Character-based Lexer as Recognizer

trans

unread,

Sep 28, 2016, 9:54:19 AM9/28/16

to

Has anyone considered using an extensible character-based lexer for a recognizer?

I imagine it could be quite simple, given how Forth works in comparison to other languages. I imagine it working more-or-less along the following lines.

Recognizers are broken down into a hierarchy of "sub-recognizers" (for lack of a better term), each of these are simply triggered by two possible state conditions 1) the current character matching a character in a set and/or 2) a counter.

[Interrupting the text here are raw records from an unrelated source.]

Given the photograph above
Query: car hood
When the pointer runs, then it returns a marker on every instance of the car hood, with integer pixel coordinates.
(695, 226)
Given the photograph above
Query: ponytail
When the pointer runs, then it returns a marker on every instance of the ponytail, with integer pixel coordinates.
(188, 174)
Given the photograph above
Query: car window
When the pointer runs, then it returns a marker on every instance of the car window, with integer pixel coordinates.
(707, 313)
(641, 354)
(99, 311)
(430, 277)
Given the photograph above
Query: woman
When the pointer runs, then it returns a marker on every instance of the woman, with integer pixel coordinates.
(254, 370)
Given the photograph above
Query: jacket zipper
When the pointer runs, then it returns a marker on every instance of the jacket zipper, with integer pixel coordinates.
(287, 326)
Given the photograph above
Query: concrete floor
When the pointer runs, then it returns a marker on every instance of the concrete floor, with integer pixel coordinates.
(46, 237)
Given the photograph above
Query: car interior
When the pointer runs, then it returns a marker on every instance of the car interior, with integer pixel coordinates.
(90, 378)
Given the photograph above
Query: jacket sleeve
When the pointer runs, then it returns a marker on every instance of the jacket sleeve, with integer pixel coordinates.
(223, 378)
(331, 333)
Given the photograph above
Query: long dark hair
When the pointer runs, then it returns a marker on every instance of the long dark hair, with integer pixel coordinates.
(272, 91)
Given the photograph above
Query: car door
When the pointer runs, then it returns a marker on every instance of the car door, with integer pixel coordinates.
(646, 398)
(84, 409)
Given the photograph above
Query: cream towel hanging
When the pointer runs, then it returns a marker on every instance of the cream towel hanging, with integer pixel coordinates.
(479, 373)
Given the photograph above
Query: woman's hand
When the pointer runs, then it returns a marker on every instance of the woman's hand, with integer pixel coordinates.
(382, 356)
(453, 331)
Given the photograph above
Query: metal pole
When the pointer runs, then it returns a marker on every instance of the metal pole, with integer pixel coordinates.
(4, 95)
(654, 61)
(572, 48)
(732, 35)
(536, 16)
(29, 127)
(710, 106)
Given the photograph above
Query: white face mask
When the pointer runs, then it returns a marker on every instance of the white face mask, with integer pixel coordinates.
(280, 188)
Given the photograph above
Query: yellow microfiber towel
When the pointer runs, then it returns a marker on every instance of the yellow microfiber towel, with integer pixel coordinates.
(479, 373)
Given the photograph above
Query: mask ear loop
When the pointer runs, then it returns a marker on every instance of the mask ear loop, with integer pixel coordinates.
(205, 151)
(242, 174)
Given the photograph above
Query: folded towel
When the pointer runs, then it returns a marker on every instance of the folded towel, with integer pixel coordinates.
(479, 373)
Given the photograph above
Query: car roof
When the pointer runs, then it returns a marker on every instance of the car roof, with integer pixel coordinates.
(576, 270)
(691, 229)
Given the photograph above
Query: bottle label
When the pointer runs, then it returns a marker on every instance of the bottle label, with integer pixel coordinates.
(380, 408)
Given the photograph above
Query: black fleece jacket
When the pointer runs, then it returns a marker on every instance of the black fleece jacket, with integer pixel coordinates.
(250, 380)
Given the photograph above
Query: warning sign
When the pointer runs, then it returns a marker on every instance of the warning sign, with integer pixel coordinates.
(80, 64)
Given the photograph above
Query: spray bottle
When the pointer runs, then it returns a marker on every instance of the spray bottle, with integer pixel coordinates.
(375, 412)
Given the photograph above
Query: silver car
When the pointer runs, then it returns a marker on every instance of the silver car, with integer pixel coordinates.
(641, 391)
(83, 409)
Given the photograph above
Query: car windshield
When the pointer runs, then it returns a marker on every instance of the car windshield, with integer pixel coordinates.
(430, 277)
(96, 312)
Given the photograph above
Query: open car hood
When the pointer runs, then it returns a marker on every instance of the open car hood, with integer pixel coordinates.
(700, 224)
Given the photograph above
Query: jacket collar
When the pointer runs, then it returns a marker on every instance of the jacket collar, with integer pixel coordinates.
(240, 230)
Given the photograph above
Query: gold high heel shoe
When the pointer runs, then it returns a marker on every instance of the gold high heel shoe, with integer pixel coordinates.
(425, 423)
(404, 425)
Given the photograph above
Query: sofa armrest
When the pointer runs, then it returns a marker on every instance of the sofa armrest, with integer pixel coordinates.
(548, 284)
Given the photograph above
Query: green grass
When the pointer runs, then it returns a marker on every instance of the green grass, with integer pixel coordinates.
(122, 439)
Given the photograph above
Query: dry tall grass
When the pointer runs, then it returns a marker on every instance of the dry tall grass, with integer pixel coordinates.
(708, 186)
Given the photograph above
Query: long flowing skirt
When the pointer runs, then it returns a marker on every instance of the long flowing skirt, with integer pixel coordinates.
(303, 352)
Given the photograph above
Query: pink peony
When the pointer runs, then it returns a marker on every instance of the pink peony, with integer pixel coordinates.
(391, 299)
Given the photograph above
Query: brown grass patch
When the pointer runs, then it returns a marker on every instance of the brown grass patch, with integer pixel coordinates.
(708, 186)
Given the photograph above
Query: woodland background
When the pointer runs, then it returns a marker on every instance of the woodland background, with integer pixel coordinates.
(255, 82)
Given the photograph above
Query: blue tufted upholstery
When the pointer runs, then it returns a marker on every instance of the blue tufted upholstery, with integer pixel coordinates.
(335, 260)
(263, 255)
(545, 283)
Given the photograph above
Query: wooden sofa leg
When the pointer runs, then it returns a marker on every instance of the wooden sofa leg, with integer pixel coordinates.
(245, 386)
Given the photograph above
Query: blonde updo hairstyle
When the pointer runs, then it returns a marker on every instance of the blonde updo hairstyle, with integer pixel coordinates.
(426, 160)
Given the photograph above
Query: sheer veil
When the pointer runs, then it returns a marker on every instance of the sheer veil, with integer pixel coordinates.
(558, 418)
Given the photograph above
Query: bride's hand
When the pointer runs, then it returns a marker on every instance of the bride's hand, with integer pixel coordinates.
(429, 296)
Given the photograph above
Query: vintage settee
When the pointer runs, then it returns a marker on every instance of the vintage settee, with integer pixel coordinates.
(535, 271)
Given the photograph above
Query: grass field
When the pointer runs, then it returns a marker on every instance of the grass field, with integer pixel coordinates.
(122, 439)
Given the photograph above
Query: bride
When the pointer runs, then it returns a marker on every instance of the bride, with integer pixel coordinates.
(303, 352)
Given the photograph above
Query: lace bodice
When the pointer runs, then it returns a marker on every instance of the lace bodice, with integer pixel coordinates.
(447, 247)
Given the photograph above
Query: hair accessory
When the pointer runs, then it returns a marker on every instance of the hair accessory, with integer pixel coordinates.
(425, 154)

Each sub-recognizer passes execution along to a sub-recognizers below it based on it's condition until a completion is reached.

I think an example will explain better. Lets do an ISO date, e.g. "2016-09-28".

The first "node" in our recognizer matches on any digit 0 to 9, and has itself as a sub-recognizer as long as it's counter is less than 4. When the counter reaches four and the next character is a "-", then it passes off to a sub-recognizer which does the same thing except this time it loops until the counter is 2 and the character is "-", then execution is passed to that sub-recognizer where each character is processed until the counter is 2 and the next character is a space. At that point we have our date.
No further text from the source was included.